La guerra in Ucraina, specialmente in Europa – per ragioni di geografia emozionale –, ha adombrato tutto o quasi quello che sta accadendo sia all’interno del Vecchio Continente sia nel resto del mondo. Dalla pandemia di COVID19, quasi scomparsa dai riflettori, all’assassinio di Shinzo Abe, rapidamente mangiato da altre notizie, tutto assume una rilevanza secondaria davanti alla crisi ucraina. E, in parte, è giusto così: perché l’Ucraina è il dito, la transizione multipolare è la Luna.

Sullo sfondo e in concomitanza della guerra in Ucraina, però, tanti eventi, fenomeni e processi hanno avuto e stanno avendo luogo. Perché la storia non si ferma. Mai. E uno di questi è il proseguimento della guerra civile occidentale, come rammentato dal rovesciamento della Roe contro Wade negli Stati Uniti e dal rilancio del braccio di ferro sui diritti tra Eurocommissione e asse Varsavia-Budapest.

Bruxelles contro Varsavia, ma pesa l’incognita Kiev

Il 13 luglio è stato pubblicato il rapporto annuale dell’Eurocommissione sullo stato di diritto – e per Polonia e Ungheria non è una bella notizia. Dalle informazioni raccolte dagli inquirenti di Bruxelles, invero, nessuno dei due Paesi si è adeguato alle richieste di riforma lanciate da Bruxelles né mostra volontà di allineamento nel prossimo futuro.

Varsavia, ad esempio, per via dell’agenda PiS per il sistema giudiziario, è stata condannata dalla Corte di Giustizia Europea al pagamento di una penale giornaliera di un milione di euro. Un totale di trecento milioni di euro accumulati, dalla sentenza alla pubblicazione del rapporto, che l’esecutivo non ha ancora pagato. E che non sembra avere intenzione di pagare, nella convinzione, forse, che Bruxelles non possa permettersi gesti eclatanti – come il congelamento a tempo indefinito dell’accesso ai fondi di ripresa – perché da una Polonia stabile e prospera dipendono la salvaguardia dell’Ucraina e la sicurezza nel fianco orientale dell’Alleanza Atlantica.

Nonostante il fondo di ripresa per la Polonia sia stato approvato – una cifra pari a 35,4 miliardi di euro –, il conto corrente risulta ancora bloccato. Ed è precisamente su questo, sulla dilazione a oltranza dell’apertura del conto, che punta l’Unione Europea per persuadere l’esecutivo polacco ad avallare le riforme richieste nel giudiziario.

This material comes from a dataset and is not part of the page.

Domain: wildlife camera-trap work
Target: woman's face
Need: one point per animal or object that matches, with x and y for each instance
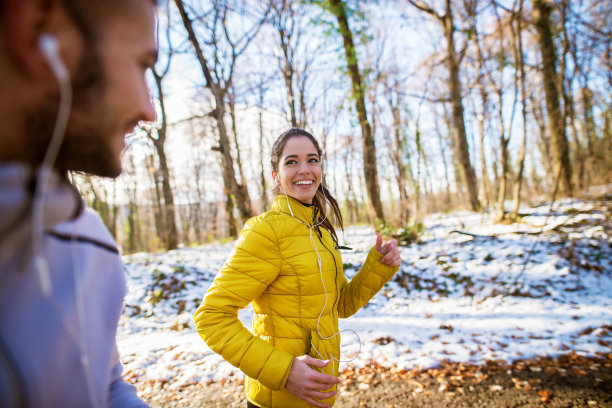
(299, 169)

Ma tirare eccessivamente la corda, data la centralità della Polonia nei nuovi assetti europei, potrebbe lavorare in senso contrario all’Interesse superiore europeo – attualmente corrispondente alla coesione tra membri e tra membri e istituzioni per massimizzare gli sforzi in Ucraina – e, non è da escludere, persino irritare gli Stati Uniti – guardiani a distanza del Cristo d’Europa.

Gli occhi su Budapest

Nel rapporto annuale dell’Eurocommissione sullo stato di diritto è stato dedicato dello spazio anche all’altra grande spina nel fianco dell’Unione Europea, e cioè l’Ungheria di Fidesz. Dove, per gli euro-osservatori, la situazione è finanche più critica che in Polonia: problemi di corruzione, mancanza di pluralismo nel mondo dell’informazione, abuso dei poteri emergenziali, diritti arcobaleno e altro ancora.

Contrariamente a Varsavia, che per via del fattore Kiev ha ottenuto lo sblocco dei fondi di ripresa in tempi record, Budapest non ha ancora ricevuto semaforo verde per l’erogazione dei sette miliardi e duecento milioni di euro previsti e, secondo fonti comunitarie, difficilmente potrà attingervi a breve. L’obiettivo (di Bruxelles) è ritardare l’approvazione del pacchetto di aiuti per Budapest, con tutto ciò che ne consegue per l’economia reale, nella speranza-aspettativa di strappare qualche concessione a Viktor Orban.

Poiché Budapest è il perno centrale dell’euroscetticismo, e la centrale elettrica dell’internazionale conservatrice, è qui più che a Varsavia che Bruxelles concentrerà sforzi e pressioni di vario tipo. Come raccontano il ricorso contro l’interruzione delle trasmissioni di Klubradio, il ricorso contro la legge sulla propaganda gay e l’apertura della procedura d’infrazione per una legge che favorisce gli automobilisti con targa magiara. Perché l’Ucraina non ha cancellato niente: ha catalizzato alcuni fenomeni e ne ha adombrati altri, talvolta mettendoli in un temporaneo stand-by, come la guerra civile occidentale tra conservatori e progressisti.